As Jonathan Gottschall explains in his book The Storytelling Animal: How Stories Make Us Human, “The storytelling mind is a crucial evolutionary adaptation. It allows us to experience our lives as coherent, orderly, and meaningful. It is what makes life more than blooming, buzzing confusion.” (102) The reason I have no idea what kind of person our daughter will be is because at one month old, her story is just beginning to unfold. Only after she has more life experience will she be able to tell it and tell us “who she is.”
And there is another level to the story of who our daughter is, as well. Like most Jews, my wife and I named our daughter after people we loved who have passed away.
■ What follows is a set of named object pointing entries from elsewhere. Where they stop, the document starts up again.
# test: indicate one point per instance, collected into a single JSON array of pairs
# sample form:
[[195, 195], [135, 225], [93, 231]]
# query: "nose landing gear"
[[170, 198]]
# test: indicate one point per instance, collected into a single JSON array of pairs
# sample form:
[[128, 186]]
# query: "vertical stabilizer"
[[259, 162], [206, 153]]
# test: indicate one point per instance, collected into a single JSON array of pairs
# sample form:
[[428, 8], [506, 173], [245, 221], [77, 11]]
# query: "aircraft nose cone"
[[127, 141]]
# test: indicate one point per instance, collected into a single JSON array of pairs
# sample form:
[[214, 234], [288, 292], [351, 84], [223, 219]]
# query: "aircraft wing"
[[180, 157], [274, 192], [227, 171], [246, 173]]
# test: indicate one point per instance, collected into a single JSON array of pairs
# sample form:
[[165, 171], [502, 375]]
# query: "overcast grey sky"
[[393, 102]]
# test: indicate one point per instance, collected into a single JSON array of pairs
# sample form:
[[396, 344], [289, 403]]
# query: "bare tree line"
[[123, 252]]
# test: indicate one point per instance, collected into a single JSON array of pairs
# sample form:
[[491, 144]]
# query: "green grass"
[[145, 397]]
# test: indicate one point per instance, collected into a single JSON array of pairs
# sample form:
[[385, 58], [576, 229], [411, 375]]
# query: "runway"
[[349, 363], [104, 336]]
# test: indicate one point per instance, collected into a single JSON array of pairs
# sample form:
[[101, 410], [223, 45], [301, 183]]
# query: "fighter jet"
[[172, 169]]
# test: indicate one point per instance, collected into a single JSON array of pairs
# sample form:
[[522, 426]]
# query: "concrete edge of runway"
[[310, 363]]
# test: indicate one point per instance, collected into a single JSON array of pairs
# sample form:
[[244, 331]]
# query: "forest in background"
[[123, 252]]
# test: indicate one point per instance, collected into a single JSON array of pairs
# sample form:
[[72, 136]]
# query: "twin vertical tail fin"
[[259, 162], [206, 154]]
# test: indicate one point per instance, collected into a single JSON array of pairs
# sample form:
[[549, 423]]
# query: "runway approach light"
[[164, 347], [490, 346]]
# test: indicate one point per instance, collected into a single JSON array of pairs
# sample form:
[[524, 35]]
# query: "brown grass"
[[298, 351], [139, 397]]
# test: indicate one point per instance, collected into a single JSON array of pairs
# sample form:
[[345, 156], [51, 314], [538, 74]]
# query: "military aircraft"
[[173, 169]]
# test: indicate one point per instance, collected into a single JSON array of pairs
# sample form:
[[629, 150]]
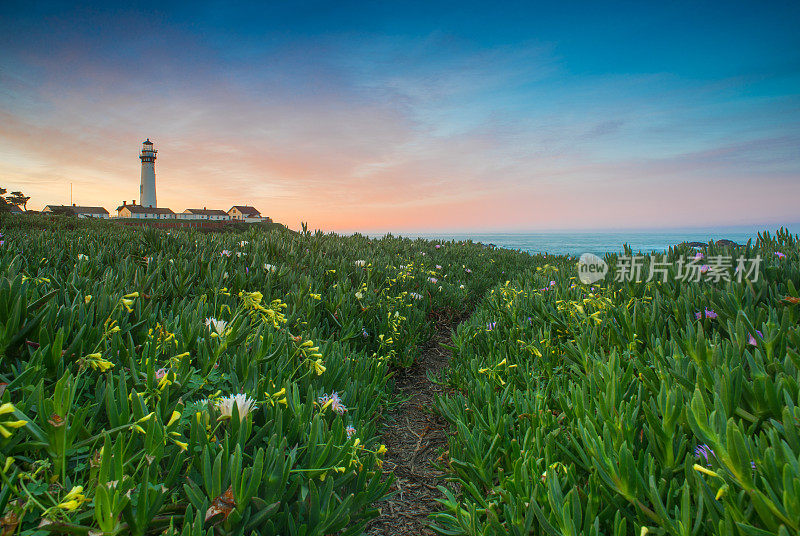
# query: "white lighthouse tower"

Yes, their lives have ended, but the values that they taught us are inspiring the way we are trying to raise our daughter. And so God-willing, she will lead a life that will inspire the values of those who will come after her. Our daughter’s personal story is in the context of a larger narrative.
Indeed, for all of us, while our past has guided us towards who we are, we are the ones who construct our life story. And when we see ourselves as one link in a long chain of tradition, we miraculously bring both the past and the future into each and every moment of our lives.
Because ultimately, the answer to the question “Who am I?” is a dynamic one. It is always changing. So who will my daughter be thirty years from now? Ask me in 2043. All I know is that right now, she is someone my wife and I are simply loving getting to know.